Я не знал этого четверостишия, спросил Андрея об авторе.
— Иван Тхоржевский, — был его ответ.
Как-то в Нью-Йорк приехал Андрей Вознесенский, я брал у него интервью.
Вопрос — ответ, вопрос — ответ, обычное дело. По окончании интервью Андрей вдруг спрашивает меня:
— Ты взял много интервью. Кто из собеседников показался тебе самым умным?
— Андрей Битов, — не задумываясь, выпалил я.
— А я как же? — по-детски наивно спрашивает Вознесенский.
И я весьма неуклюже начинаю выруливать из своей бестолковой бестактности… Да так, мне помнится, как следует и не вырулил…
Тексты Андрея можно разобрать на цитаты. Навскидку приведу одну из них:
«Армия − шанс провинциала».
Будучи великолепным стилистом, прозаиком, он иногда говорил о себе: «Я пишу про заек!»
И добился того, чтобы в Пушкинских Горах был поставлен памятник зайцу, перебежавшему дорогу Пушкину, когда Александр Сергеевич собрался из Михайловского в Петербург, чтобы стать на Сенатской площади в ряды мятежников-декабристов.

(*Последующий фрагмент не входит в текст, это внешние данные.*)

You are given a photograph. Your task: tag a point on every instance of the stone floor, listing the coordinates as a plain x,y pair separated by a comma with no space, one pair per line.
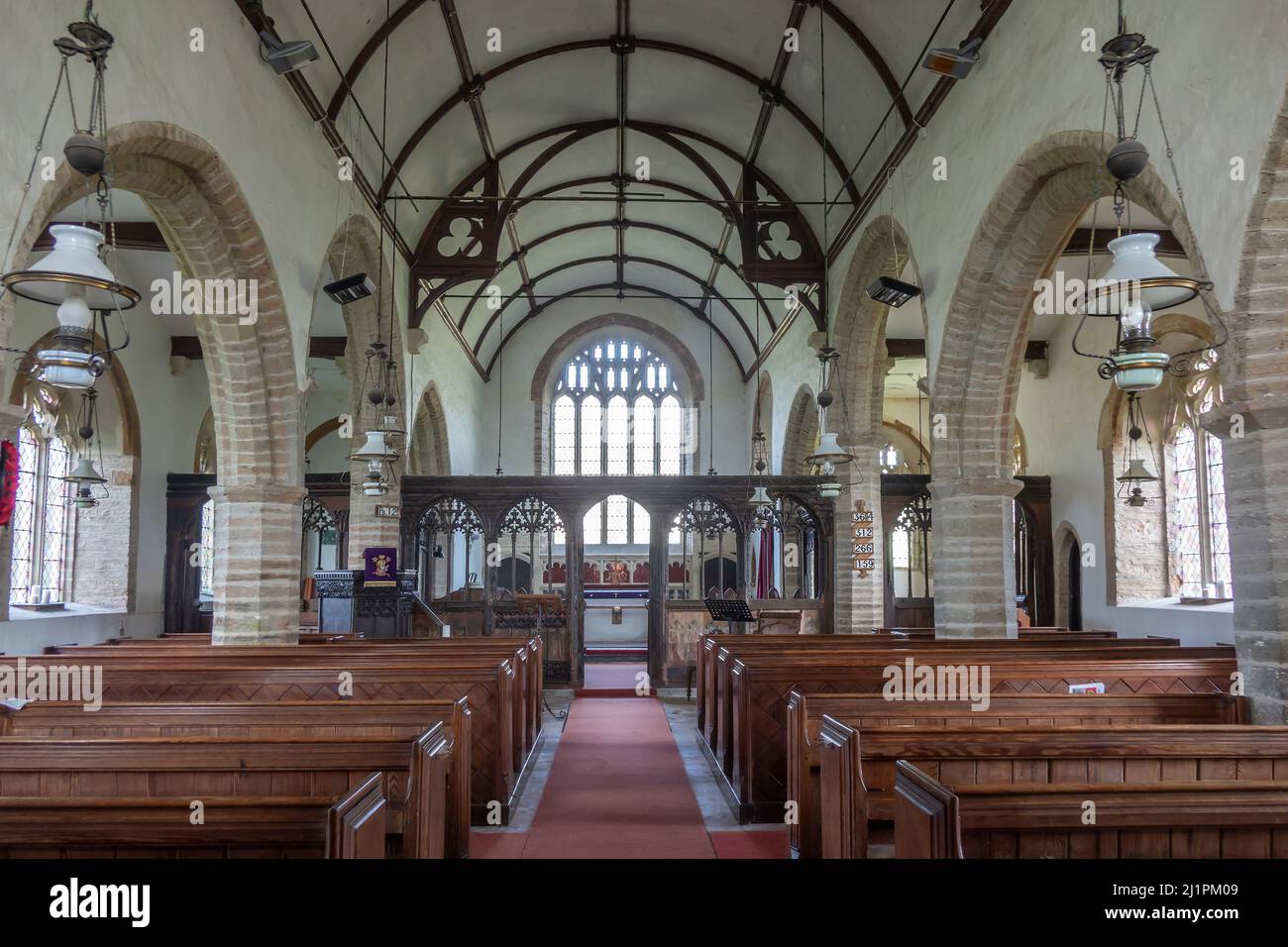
683,718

И по его же идее в северной столице был поставлен памятник… Чижику-Пыжику.
Валерий Попов
Санкт-Петербург
На разрыв аорты
© В. Попов
Андрея Битова я видел в предпоследний раз в январе 2016-го на парижском Книжном салоне. Он был явно измотан физически, но дух его был, как прежде, неукротим. В любом дуэте, и даже трио, и даже в квартете он непременно становился в конце концов не только главным, а просто — единственным, яростно «изничтожая» соперников. Можно вспомнить самое многолюдное и бурное действо — круглый стол «Контуры будущего». В соперниках Битова были неслабые «бойцы», ярко зарекомендовавшие себя до этого: известный швейцарский журналист Ги Меттан и французский писатель и политик, бывший депутат, Жан Блю. Жан Блю назвал себя «советником Кремля» и рассказал о своей книге «Путин», переведенной на русский язык.
Выступление Андрея можно назвать театром одного актера. Долго, сколько хотел, одним лишь взглядом прекращая «разговорчики в зале» и президиуме, он рассказывал о своем многолетнем, главном труде «Империя в четырех измерениях», представляющем собрание текстов, написанных в определенной внутренней связи. Эти книги переводились на французский язык в разной последовательности… Еще в 1960 году, по словам Битова, он подумал: хорошо бы начать такую книгу, которую я буду писать всю свою жизнь. Кончишься ты — кончится и книга. Только чтобы все это было правдой. А какую правду может сказать человек? Только ту, которую он сам знает.
К восторгу зала он назвал себя закоренелым антисоветчиком, но тут же, припугнув чрезмерно раздухарившихся, назвал себя «оголтелым империалистом», сторонником мощного государства. В общем — публику постоянно кидало в этом шторме то влево, то вправо. По его словам, он последние пятнадцать лет пишет книгу о том, что было советского — в русском, а русского — в советском (на этом месте известный французский славист Ренэ Герра, посвятивший свое творчество русской эмиграции, возмущенно зацокал языком). Андрей Битов признался, что пока не может понять, сколько чего — в чем, но надеется успеть разобраться в конечном итоге.
«Не проблема писать лучше других, потому что все пишут плохо. Проблема в том, чтобы не писать хуже себя, — тогда каждая секунда становится твоей. Это и есть тайна текста. Начинается все с точки, потом — буква, потом — слово…» — он говорил столько, сколько хотел…
Ошеломительным, вызвавшим гул зала, был главный итог. «То, что рухнул Советский Союз, — большая трагедия. В итоге — Европа становится советской, и США становятся советским государством, и они разбираются между собой — Россия же перестает быть советской». Логические ходы в тексте Битова сложны и порой понятны лишь ему. Но — вызывают, где бы он ни выступал, священный трепет у публики, как бы прикоснувшейся к бездне. Возможно, иногда он и сам себя изумлял, но держался при этом сурово, возражений не допускал. Он грубо одергивал пытавшихся выступать «вместе с ним», а почти забытому всеми Ги Меттану прямо сказал: «Наверное, вам пора на следующее заседание? Я не политкорректен, я — свободный человек, никогда не зависел ни от кого, кроме своей мамы».
Когда голос подал Ги Меттан, возражая Битову, русскоязычные парижане ему закричали: «Мы не вас слушать пришли!»